4. The relationship between the two halves of verse 28: “Since” — very important word — “And since they did not” — now the ESV says here “see fit to acknowledge.” I don’t know what your version says. Here is my literal translation of dokimadzo. Here is the way I would translate it: “Since they did not approve” — that is the usual translation of dokimadzo — “they did not approve of having God in their knowledge” — that is a literal translation. “See fit to acknowledge God” — that is okay, but I think you feel the horror of it if you say: They did not approve of having God in their knowledge.
Misplaced Preferences
The picture is back in verse 18: They know God and they suppress truth. So, God is approaching them in manifold ways, and we consider that enough to be accountable. We know, and we disapprove. “I don’t want you in here. I don’t want you in my head. I don’t want you in my heart. I disapprove of having you in my knowledge.” This is where atheism comes from. This is where skepticism comes from.
The root issue of both homosexual and heterosexual distortions are rooted in this exchange: “God, I don’t want you here.”
It is not at first an ignorance problem. Nobody’s main problem is an ignorance problem. Everybody’s main problem is a preference problem. “I don’t want you in my head. I don’t want you in my heart. I don’t want you to be supremely valuable. I will not have a God in my life who is supremely valuable. I just won’t.” That is the meaning of the first half of verse 28: “Since they did not see fit to acknowledge” — or “did not approve” — I don’t want it.
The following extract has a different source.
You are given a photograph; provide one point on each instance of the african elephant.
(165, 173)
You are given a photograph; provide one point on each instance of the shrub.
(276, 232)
I don’t approve of having God in my knowledge, — “[therefore] God gave them up to a debased mind to do what ought not to be done.”
So four times it just could not be clearer, repetitively clearer, that the root issue of our horizontal distortions, homosexual and heterosexual, are rooted in this exchange: “I don’t want you in here.” And if he is not in here, everything is going wrong in the world.